In the present study, it was also observed that when loads were applied on loading points A, B, D, and E, which were positioned on and close to the implants at the extremities, the largest microstrains occurred in the closest SGs, indicating that the amount of load transmitted to the implant and the strains generated in the bone depend on the location where the load is applied on the prosthesis. In contrast, when loads were applied on loading point C, which was positioned on the central implant, the greatest microstrains occurred in the most distant SGs, indicating that the implants at the extremities were more loaded. These results suggest that the strains generated by occlusal contacts located close to the central implant of the screwed fixed partial prosthesis supported on 3 implants are distributed to the implants at the extremities, while the strains generated by occlusal contacts positioned close to the implants at the extremities concentrate in those implants. A possible explanation for that might be because of the presence of a bilateral connection of middle implant (point C) compared with a unilateral connection of peripheral implant. A bilateral connection would possibly dissipate the applied strain through the framework more than unilateral connections.29
According to Frost4 and Wiskott and Belser,5 bone homeostasis occurs when the level of microstrain remains within the range of 100 to 2000 μɛ and 50 to 1500 uɛ, respectively. In Table 1, most of the microstrain values obtained for implant-abutment joint and copings remained within the level of bone homeostasis, or normal load. This finding suggests that when a partial fixed prosthesis of 3 elements and supported by 3 implants is loaded axially, with occlusal contacts positioned between the implants and as close as possible to the latter, bone resorption around the implants and occlusal overload can be minimized.
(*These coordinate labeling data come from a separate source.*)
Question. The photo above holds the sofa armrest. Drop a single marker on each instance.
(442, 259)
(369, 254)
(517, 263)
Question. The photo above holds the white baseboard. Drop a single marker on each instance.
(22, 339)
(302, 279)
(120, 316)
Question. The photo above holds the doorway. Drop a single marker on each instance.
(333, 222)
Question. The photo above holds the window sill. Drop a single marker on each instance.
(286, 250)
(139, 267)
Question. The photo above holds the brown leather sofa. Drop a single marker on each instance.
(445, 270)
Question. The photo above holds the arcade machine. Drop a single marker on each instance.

Limitations in the model of this study must be taken into account when interpreting the results. This is an in vitro study based on a homogenous model with known mechanical properties instead of bone. This not only allowed for proper strain measurements but also 100% implant-model material contact. In vivo, additional variables, such as bone density, implant stability, and bone-to-implant contact, would have to be considered. The interimplant relationships represented a straight-line configuration of the implants, which seems also to be a simplified situation compared with a curved distribution with a longer segment splinted. The flat occlusal surface of the superstructures did not represent the real clinical situation; variables such as cusp inclination, occlusal table and location, and direction and magnitude of applied occlusal forces on the superstructures could change the results of this study.
Based on the current results, the type of implant-abutment joint presented different mechanical behavior under axial loads, and the IH connection displayed higher values of microstrain than the EH. The type of coping did not interfere in the magnitude of microstrain under axial loading, and the location of the applied axial loads affected the magnitude of microstrain.